После некоторого молчания он поднял свои глаза на свет, заливавший всю комнату, и встретился с взглядом матери, обращенном к нему с такой любовью, какой он до настоящего времени не замечал. Ее взор казался необыкновенно вдохновенным; лицо похоже было на лицо пророчицы, а глаза – на те, какие он привык представлять себе у ангела.
В виду этого, молодой человек, молча, встал перед матерью на колени; он видел того духа, который парил над нею и охранял ее от всякого зла; видел в ней то неземное существо, которое руководило его добродетелью… Но вот, Люцина прервала тягостное молчание и серьезно сказала:
– Наконец, настало то время, мое дитя, которое служило предметом усиленных молитв и горячих желаний твоей матери. Я давно замечала в тебе зародыш христианской добродетели и благодарила за нее Бога. Я видела твои труды, благочестие, любовь к Богу и людям; смотрела с радостью на твою живую веру, равнодушие к внешнему виду, благородное чувство к бедным; я с беспокойством ожидала того момента, который бы решительно указал мне на твое желание идти по следам твоей матери и быть достойным наследником славы твоего отца-мученика, и эта минута, слава Богу, сегодня настала.
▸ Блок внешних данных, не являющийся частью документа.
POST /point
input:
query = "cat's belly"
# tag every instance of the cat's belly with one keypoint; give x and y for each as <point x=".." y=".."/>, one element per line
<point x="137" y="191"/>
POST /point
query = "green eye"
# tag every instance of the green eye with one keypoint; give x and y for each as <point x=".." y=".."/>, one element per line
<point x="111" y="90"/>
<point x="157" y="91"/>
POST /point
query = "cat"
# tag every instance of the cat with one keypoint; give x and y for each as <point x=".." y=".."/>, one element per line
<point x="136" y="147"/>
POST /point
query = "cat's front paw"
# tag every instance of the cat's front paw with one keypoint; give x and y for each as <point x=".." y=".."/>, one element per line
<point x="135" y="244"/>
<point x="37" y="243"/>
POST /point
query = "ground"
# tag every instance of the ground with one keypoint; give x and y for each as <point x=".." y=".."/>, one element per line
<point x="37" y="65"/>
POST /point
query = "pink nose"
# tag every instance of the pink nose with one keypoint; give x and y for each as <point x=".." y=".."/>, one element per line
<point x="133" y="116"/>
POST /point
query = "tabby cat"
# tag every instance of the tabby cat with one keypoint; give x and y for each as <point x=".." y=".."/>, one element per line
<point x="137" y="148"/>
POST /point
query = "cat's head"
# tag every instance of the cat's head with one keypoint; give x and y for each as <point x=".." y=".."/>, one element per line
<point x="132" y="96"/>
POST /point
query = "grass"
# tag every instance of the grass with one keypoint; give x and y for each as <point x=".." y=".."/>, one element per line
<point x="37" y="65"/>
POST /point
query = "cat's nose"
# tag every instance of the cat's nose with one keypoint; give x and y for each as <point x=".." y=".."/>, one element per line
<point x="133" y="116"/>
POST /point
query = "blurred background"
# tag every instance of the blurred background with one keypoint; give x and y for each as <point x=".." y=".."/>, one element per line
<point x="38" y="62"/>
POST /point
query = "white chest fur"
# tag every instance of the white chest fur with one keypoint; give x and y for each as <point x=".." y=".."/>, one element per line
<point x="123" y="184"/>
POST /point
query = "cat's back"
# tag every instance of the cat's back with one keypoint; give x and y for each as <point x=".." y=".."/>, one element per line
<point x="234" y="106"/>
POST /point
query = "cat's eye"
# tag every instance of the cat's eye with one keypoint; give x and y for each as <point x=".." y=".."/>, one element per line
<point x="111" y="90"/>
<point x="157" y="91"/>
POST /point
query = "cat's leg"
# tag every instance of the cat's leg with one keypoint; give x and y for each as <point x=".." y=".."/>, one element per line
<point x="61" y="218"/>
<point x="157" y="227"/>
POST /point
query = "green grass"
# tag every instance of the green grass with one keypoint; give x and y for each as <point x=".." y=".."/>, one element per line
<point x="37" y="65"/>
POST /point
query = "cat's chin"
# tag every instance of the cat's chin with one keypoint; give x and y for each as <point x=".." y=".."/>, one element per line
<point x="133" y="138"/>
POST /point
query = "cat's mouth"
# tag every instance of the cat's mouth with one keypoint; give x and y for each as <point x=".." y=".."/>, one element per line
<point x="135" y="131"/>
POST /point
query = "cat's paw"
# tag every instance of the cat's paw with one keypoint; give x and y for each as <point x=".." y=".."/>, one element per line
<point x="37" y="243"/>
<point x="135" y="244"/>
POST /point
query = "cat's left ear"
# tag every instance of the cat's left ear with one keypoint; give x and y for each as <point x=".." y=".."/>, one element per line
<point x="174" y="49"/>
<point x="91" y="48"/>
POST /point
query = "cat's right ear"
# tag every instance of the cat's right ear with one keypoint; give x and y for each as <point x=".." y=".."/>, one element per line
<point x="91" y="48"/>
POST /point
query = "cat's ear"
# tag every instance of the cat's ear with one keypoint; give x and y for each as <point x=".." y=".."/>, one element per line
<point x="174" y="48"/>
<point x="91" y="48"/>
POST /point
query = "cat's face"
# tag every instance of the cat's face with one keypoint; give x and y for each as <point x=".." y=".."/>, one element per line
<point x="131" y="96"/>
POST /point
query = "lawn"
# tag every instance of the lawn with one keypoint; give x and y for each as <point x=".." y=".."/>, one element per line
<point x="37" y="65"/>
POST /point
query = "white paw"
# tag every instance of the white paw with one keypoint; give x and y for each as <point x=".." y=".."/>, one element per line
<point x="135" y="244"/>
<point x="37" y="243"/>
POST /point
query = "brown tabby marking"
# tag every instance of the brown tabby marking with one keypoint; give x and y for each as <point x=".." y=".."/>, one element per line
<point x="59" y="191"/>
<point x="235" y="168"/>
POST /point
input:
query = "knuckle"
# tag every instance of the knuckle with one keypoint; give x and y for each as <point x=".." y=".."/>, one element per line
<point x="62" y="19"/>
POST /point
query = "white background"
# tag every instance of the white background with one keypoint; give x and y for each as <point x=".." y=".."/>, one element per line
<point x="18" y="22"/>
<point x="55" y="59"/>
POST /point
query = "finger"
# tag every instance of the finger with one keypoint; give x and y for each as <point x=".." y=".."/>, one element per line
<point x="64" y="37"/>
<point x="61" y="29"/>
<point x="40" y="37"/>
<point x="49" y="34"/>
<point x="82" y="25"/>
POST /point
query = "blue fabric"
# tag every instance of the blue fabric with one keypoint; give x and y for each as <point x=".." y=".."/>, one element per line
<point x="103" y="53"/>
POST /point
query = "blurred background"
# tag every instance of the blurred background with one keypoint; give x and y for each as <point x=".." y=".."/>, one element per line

– Что же я сделал достойного, моя дорогая мама, что у тебя явилось такое высокое мнение обо мне? – спросил Панкратий.
– Послушай, мой сын, сегодня, когда заканчивается твое воспитание, мне кажется, что Господь хотел просветить тебя тем святым учением, которое стоит выше всяких школьных наук и доказать этим, что ты перестал быть ребенком; поэтому, не должен ли ты, мое дорогое дитя, имея такие способности, думать, говорить и делать так, как это делают истинные служители Церкви?
– Что ты хочешь этим сказать, дорогая мать?
– То, что ты сказал мне сегодня о своем сочинении, доказывает, насколько твое сердце было преисполнено благородных и высоких чувств; ты чрезвычайно откровенно высказал, что умереть за веру считаешь своею святою обязанностью. Если бы у тебя не было веры и отваги…
– Действительно, я сильно верую и много чувствую, – прервал ее юноша, – и поэтому заключаю, что никакое счастье на земле не может быть выше этого.
– Да, дитя мое, – сказала мать, – ты прав, но я бы не помирилась на одних твоих словах, если бы ты не доказал того, что ты умеешь отважно и терпеливо переносить не только боль сердца, но и обиду, – что гораздо труднее для человека, в жилах которого течет кровь патриция, – обиду, заключающуюся в оскорбительной пощечине и презрительных взглядах твоих сотоварищей. Более… ты оказался настолько сильным, чтобы простить и молиться за своего врага. Сегодня, с тяжелым крестом на плечах, ты проторил себе такую тропинку, на которой, сделав еще несколько шагов, ты водрузишь этот крест на вершине своего величия. Ты оказался достойным сыном мученика Квинтиниана, но желаешь ли ты идти далее по его следам?
– Ах, дорогая мама! – прервал ее юноша замирающим голосом, – могу ли я быть его достойным сыном, не подражая ему! Хотя я не имел счастья знать своего отца, но разве его память не дорога мне? Разве его слава не льстит моему самолюбию? Когда церковь каждый год празднует память Квинтиниана, разве душа моя не возвышается и сердце не восхваляет его? О, мать моя, как я всегда молюсь ему, чтобы он испросил мне у Бога не славы, не почестей, не богатства и земных радостей, но того, что он проповедовал и ценил выше всего, то есть, чтобы то, что он оставил мне в наследство, было употреблено мною с пользой для самого себя и для других самым благородным образом.